Perhaps not routines as we understand them in the context of a primary classroom, say, but yes, we need to establish expectations and acceptable ways of doing things. For example, I often break up the class and allow my teenagers to work in different spaces outside of the classroom - I think there are one or two photos of that in one of the talks. When students are outside the classroom though, they have already been primed. We have already spoken about what is good and what isn't good when they are working on their own and how other people might perceive their behaviours. So routines per se maybe not so much but established codes of practice, yes. 

 

  • How do you keep track of everyone’s progress? How do you give grades and evaluate students’ performance? That is, you teach differently. Do you also assess differently?
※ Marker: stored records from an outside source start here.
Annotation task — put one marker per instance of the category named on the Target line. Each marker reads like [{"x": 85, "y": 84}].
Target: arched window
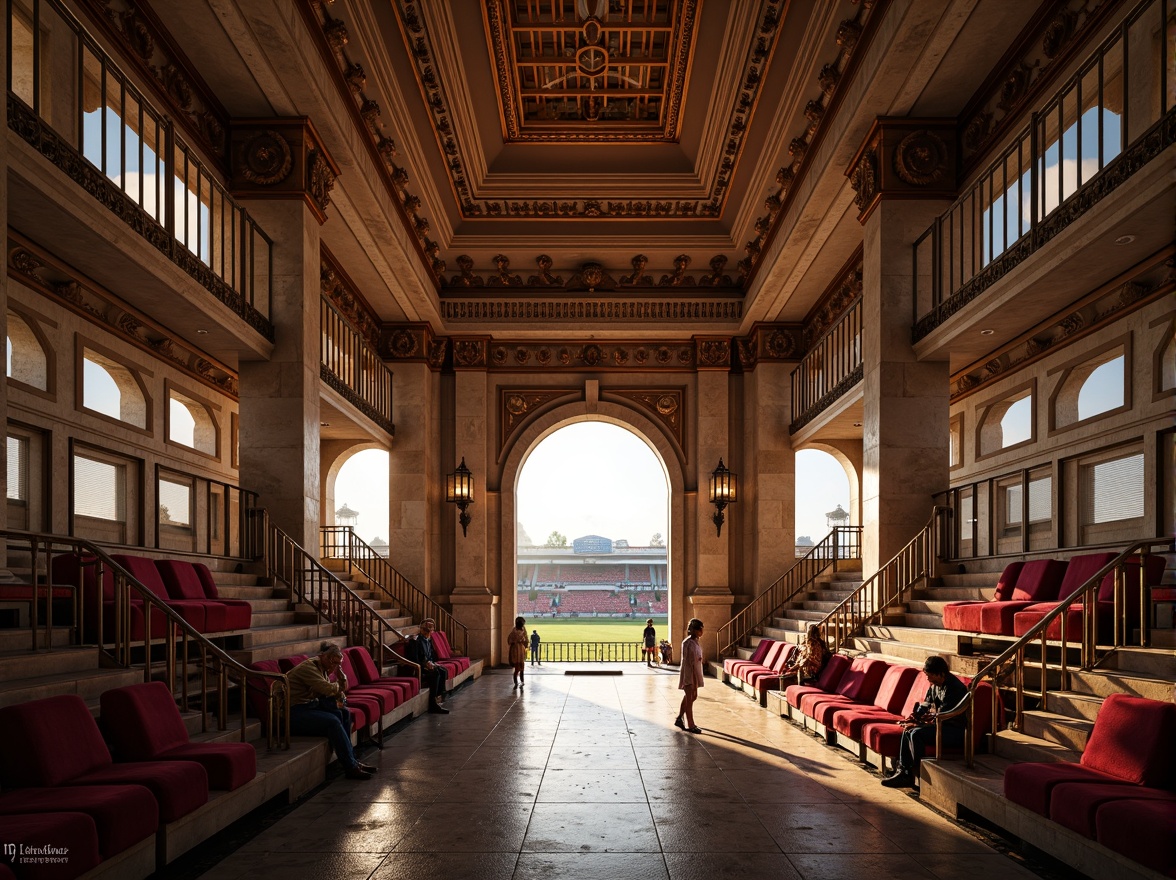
[
  {"x": 28, "y": 362},
  {"x": 112, "y": 390}
]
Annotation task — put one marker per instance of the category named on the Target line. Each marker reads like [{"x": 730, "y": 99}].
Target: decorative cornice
[
  {"x": 38, "y": 270},
  {"x": 1149, "y": 146},
  {"x": 853, "y": 37},
  {"x": 166, "y": 70},
  {"x": 428, "y": 75},
  {"x": 107, "y": 193},
  {"x": 1038, "y": 55},
  {"x": 1090, "y": 314}
]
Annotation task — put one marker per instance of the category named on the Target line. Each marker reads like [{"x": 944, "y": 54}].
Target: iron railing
[
  {"x": 843, "y": 542},
  {"x": 1127, "y": 566},
  {"x": 342, "y": 542},
  {"x": 199, "y": 673},
  {"x": 313, "y": 585},
  {"x": 832, "y": 366},
  {"x": 1093, "y": 122},
  {"x": 353, "y": 367},
  {"x": 890, "y": 584},
  {"x": 61, "y": 75}
]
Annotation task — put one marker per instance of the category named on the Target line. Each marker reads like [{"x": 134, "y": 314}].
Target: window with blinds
[
  {"x": 174, "y": 502},
  {"x": 18, "y": 468},
  {"x": 99, "y": 488},
  {"x": 1113, "y": 491}
]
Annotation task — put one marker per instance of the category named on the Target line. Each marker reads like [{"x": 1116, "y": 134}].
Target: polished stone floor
[{"x": 585, "y": 777}]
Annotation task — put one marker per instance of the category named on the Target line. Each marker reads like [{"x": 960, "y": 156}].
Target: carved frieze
[{"x": 58, "y": 281}]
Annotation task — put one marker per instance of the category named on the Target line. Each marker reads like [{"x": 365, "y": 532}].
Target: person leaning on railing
[
  {"x": 944, "y": 694},
  {"x": 319, "y": 706}
]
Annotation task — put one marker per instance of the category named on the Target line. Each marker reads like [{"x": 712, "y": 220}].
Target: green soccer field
[{"x": 595, "y": 630}]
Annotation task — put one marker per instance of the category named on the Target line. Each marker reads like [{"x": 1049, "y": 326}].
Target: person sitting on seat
[
  {"x": 809, "y": 660},
  {"x": 421, "y": 651},
  {"x": 919, "y": 728},
  {"x": 319, "y": 706}
]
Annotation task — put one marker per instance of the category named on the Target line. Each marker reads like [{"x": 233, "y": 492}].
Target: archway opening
[
  {"x": 823, "y": 498},
  {"x": 592, "y": 557},
  {"x": 360, "y": 498}
]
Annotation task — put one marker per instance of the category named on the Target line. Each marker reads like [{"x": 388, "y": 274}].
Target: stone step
[
  {"x": 1074, "y": 705},
  {"x": 87, "y": 685},
  {"x": 1016, "y": 746},
  {"x": 21, "y": 664},
  {"x": 1100, "y": 682},
  {"x": 1156, "y": 662},
  {"x": 1069, "y": 732},
  {"x": 22, "y": 639}
]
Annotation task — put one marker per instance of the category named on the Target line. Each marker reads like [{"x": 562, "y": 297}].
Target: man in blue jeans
[
  {"x": 319, "y": 706},
  {"x": 919, "y": 730}
]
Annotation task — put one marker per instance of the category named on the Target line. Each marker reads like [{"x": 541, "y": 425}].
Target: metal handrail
[
  {"x": 889, "y": 584},
  {"x": 1087, "y": 594},
  {"x": 342, "y": 542},
  {"x": 184, "y": 645},
  {"x": 841, "y": 544},
  {"x": 313, "y": 585}
]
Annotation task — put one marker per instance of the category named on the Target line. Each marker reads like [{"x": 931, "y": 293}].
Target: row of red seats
[
  {"x": 371, "y": 695},
  {"x": 762, "y": 670},
  {"x": 857, "y": 704},
  {"x": 1029, "y": 591},
  {"x": 61, "y": 782},
  {"x": 1122, "y": 792},
  {"x": 186, "y": 587}
]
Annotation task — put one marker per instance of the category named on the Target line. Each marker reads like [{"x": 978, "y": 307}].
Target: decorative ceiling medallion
[{"x": 603, "y": 70}]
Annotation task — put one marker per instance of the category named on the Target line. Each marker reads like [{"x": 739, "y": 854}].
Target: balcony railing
[
  {"x": 353, "y": 367},
  {"x": 68, "y": 98},
  {"x": 1106, "y": 122},
  {"x": 830, "y": 368}
]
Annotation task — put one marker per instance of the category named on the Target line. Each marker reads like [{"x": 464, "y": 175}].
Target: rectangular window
[{"x": 1113, "y": 491}]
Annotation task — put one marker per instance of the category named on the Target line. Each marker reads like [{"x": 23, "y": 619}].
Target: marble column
[{"x": 279, "y": 424}]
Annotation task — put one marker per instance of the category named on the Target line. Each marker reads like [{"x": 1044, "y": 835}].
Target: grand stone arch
[{"x": 515, "y": 459}]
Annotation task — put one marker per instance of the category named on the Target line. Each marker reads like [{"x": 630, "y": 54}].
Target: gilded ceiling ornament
[
  {"x": 921, "y": 158},
  {"x": 266, "y": 159}
]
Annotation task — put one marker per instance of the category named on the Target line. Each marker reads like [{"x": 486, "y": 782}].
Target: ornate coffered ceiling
[{"x": 592, "y": 71}]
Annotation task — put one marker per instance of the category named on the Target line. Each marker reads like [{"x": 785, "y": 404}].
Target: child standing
[
  {"x": 518, "y": 641},
  {"x": 689, "y": 678}
]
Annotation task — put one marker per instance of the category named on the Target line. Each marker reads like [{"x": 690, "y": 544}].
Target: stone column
[
  {"x": 904, "y": 179},
  {"x": 284, "y": 161},
  {"x": 710, "y": 598}
]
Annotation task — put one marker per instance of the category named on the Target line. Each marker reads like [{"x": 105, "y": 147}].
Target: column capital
[
  {"x": 281, "y": 158},
  {"x": 903, "y": 158}
]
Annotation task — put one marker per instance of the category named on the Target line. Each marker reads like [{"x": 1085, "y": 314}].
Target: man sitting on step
[
  {"x": 319, "y": 706},
  {"x": 421, "y": 651}
]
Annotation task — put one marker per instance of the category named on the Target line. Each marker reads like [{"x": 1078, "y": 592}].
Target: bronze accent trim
[{"x": 59, "y": 282}]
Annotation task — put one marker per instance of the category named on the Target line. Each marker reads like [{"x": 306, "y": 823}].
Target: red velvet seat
[
  {"x": 57, "y": 741},
  {"x": 1144, "y": 831},
  {"x": 80, "y": 572},
  {"x": 144, "y": 571},
  {"x": 366, "y": 668},
  {"x": 1074, "y": 805},
  {"x": 887, "y": 704},
  {"x": 75, "y": 833},
  {"x": 964, "y": 617},
  {"x": 122, "y": 814},
  {"x": 857, "y": 686},
  {"x": 826, "y": 682},
  {"x": 733, "y": 664},
  {"x": 1040, "y": 580},
  {"x": 1130, "y": 742},
  {"x": 194, "y": 581},
  {"x": 1104, "y": 605},
  {"x": 144, "y": 724}
]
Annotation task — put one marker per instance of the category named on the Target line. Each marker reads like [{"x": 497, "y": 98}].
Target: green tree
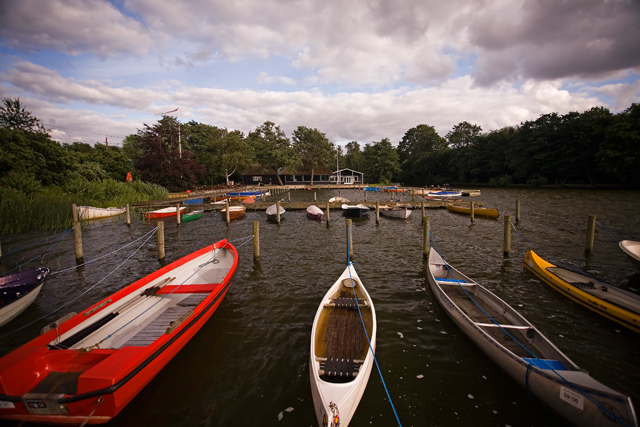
[
  {"x": 273, "y": 149},
  {"x": 463, "y": 134},
  {"x": 381, "y": 160},
  {"x": 354, "y": 159},
  {"x": 421, "y": 154},
  {"x": 162, "y": 161},
  {"x": 313, "y": 147},
  {"x": 223, "y": 153},
  {"x": 15, "y": 116}
]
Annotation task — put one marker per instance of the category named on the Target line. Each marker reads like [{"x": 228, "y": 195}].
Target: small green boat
[{"x": 192, "y": 216}]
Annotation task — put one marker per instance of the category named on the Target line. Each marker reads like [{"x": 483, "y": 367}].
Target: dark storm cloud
[{"x": 552, "y": 39}]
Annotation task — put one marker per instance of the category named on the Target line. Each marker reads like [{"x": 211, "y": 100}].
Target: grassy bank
[{"x": 49, "y": 208}]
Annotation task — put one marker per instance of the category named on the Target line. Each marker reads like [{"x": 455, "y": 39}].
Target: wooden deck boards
[
  {"x": 159, "y": 325},
  {"x": 345, "y": 335}
]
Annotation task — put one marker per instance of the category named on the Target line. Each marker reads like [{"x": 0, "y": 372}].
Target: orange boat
[
  {"x": 88, "y": 367},
  {"x": 235, "y": 212},
  {"x": 163, "y": 213}
]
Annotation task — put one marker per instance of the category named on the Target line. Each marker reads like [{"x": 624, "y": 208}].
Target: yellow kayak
[
  {"x": 490, "y": 213},
  {"x": 613, "y": 303}
]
Basically, I'm trying to get students to the same place, just to differing degrees.  If the lesson aim is verbs in the past, for example, I might only manage to teach a struggling student half a dozen irregulars. Two very advanced students, meanwhile, might be testing each other on the entire verbs list in their books or collaboratively writing a text about what we did in class the previous session or term.

A lot of the time though, the vehicle for our material will be exercises from the book. We can still use those exercises to evaluate everyone's performance. If students have completed tasks over and above the core classwork - for example if they have sent me audios of themselves reading corrected work for consolidation, or have put together optional writings - whatever their ability - then they will receive additional recognition on their report cards come the end of term.
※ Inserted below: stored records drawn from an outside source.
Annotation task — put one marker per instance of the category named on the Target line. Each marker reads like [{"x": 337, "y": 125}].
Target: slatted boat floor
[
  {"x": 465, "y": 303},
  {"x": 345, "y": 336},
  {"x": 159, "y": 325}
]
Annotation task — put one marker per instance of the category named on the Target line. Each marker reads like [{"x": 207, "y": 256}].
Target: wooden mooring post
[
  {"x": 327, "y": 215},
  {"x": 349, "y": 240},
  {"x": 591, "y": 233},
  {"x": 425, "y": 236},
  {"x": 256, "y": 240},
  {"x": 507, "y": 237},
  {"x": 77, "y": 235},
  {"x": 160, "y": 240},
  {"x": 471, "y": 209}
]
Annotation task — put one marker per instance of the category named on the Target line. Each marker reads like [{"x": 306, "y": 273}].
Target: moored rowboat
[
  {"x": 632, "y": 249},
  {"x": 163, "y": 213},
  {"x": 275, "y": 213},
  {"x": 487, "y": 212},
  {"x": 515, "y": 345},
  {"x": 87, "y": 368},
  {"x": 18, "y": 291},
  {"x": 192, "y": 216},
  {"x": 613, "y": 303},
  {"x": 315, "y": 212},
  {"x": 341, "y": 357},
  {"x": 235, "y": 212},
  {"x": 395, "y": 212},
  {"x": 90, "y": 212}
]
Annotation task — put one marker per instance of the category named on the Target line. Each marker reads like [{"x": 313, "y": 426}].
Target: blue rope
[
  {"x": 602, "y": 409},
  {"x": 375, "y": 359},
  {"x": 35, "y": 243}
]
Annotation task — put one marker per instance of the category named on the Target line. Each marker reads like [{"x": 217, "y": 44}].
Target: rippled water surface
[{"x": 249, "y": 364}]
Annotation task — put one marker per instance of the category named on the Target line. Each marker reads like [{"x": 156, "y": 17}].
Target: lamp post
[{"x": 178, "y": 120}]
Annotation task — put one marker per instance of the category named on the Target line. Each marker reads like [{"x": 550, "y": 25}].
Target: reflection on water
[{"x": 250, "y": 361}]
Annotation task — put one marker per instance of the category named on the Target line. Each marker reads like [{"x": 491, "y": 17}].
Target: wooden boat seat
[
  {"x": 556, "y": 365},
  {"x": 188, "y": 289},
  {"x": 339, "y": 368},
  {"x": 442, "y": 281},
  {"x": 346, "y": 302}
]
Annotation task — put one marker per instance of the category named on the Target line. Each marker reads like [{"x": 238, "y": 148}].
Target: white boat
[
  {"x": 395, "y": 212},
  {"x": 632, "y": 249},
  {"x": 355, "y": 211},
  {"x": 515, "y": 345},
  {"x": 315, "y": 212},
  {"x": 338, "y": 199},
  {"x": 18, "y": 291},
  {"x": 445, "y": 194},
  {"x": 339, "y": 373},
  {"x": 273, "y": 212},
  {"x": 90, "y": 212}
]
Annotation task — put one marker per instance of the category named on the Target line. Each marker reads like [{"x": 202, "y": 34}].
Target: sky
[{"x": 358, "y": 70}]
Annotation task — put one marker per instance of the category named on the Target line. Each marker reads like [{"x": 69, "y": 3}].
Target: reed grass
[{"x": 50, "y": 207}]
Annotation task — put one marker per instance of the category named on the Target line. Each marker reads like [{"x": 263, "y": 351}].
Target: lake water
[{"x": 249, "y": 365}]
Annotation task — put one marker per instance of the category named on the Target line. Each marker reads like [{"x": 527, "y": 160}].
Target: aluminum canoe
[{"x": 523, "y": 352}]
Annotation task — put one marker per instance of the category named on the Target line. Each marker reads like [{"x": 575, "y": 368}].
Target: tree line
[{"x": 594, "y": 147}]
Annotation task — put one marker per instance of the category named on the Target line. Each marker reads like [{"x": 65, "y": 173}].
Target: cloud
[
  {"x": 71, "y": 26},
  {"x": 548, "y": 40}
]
Brief transitions to 1-1 teaching, which I will touch on in both talks, also provide useful insights to individual students' progress.

 

  • Does differentiating instruction call for teachers to be well organized and to have clarity on goals for each competence?
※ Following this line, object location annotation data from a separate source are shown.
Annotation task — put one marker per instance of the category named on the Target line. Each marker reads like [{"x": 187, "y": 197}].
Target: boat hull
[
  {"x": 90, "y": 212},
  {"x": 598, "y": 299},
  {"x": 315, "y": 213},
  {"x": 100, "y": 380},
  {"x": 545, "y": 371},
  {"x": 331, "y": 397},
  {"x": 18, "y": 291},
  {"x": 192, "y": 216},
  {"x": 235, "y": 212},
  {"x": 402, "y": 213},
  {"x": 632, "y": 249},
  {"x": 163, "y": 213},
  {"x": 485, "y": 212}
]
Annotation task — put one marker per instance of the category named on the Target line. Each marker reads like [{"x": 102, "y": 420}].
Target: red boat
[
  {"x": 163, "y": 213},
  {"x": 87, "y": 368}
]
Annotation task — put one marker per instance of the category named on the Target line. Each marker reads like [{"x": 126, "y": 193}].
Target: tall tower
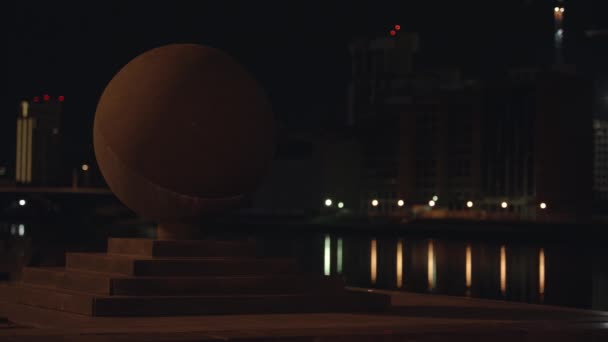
[
  {"x": 558, "y": 34},
  {"x": 25, "y": 129},
  {"x": 38, "y": 142}
]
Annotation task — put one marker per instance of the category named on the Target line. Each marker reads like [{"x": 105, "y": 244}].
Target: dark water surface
[{"x": 565, "y": 272}]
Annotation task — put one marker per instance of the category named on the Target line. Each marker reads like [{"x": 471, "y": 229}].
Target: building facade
[
  {"x": 600, "y": 160},
  {"x": 38, "y": 145}
]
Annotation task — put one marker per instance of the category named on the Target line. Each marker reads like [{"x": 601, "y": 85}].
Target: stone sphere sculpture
[{"x": 183, "y": 131}]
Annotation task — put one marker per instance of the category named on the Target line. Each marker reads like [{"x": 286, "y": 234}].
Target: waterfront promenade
[{"x": 413, "y": 317}]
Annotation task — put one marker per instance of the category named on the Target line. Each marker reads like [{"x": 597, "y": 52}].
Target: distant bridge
[{"x": 55, "y": 190}]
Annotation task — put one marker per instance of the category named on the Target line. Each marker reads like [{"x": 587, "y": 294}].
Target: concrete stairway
[{"x": 142, "y": 277}]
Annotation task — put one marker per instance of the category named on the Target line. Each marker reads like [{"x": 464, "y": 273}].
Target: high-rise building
[
  {"x": 537, "y": 144},
  {"x": 518, "y": 146},
  {"x": 600, "y": 160},
  {"x": 38, "y": 151}
]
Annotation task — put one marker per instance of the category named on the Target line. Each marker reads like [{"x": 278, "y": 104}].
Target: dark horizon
[{"x": 298, "y": 52}]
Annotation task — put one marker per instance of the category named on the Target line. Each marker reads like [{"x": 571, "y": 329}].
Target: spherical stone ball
[{"x": 182, "y": 131}]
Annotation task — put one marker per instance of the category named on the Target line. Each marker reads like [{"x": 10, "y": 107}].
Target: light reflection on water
[
  {"x": 568, "y": 273},
  {"x": 511, "y": 271}
]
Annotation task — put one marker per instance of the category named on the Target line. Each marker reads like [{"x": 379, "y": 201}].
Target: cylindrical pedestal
[{"x": 177, "y": 231}]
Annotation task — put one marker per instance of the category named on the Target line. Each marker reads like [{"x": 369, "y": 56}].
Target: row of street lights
[{"x": 432, "y": 203}]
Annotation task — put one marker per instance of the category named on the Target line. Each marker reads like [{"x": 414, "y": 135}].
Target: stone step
[
  {"x": 181, "y": 248},
  {"x": 165, "y": 267},
  {"x": 50, "y": 298},
  {"x": 107, "y": 284}
]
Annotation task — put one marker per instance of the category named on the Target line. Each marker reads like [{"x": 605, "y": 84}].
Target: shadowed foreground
[{"x": 413, "y": 317}]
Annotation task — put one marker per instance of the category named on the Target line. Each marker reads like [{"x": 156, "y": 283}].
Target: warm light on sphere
[{"x": 182, "y": 131}]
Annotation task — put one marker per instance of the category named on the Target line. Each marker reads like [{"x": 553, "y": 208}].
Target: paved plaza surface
[{"x": 413, "y": 317}]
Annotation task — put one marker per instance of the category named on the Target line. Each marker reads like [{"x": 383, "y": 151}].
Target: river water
[{"x": 566, "y": 272}]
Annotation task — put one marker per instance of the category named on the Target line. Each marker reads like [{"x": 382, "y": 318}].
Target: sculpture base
[
  {"x": 143, "y": 277},
  {"x": 177, "y": 231}
]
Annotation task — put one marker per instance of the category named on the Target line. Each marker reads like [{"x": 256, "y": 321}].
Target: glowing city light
[
  {"x": 399, "y": 264},
  {"x": 373, "y": 258},
  {"x": 503, "y": 270},
  {"x": 327, "y": 256},
  {"x": 339, "y": 256},
  {"x": 541, "y": 272},
  {"x": 468, "y": 267},
  {"x": 431, "y": 266}
]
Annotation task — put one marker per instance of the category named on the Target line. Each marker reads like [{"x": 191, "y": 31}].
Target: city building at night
[
  {"x": 516, "y": 146},
  {"x": 38, "y": 154},
  {"x": 537, "y": 145},
  {"x": 600, "y": 160}
]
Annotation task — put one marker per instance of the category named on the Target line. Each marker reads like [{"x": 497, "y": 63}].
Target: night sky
[{"x": 296, "y": 49}]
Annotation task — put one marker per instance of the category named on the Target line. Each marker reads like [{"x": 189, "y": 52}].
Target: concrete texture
[{"x": 413, "y": 317}]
Yes, and on a related note, I will show you a disorganized classroom in one of the talks.

 

  • Is there a way to involve students in keeping records of their own development?

I think if we can show our students their own store of remembered words and sentences and somehow hold that up to the light for them to see, then development becomes evident. One way to do this is to regularly pair them up and have them test each other on vocabulary and phrases previously covered. With repetition over time, students start to become aware of their own burgeoning lexical stores. We hope ?.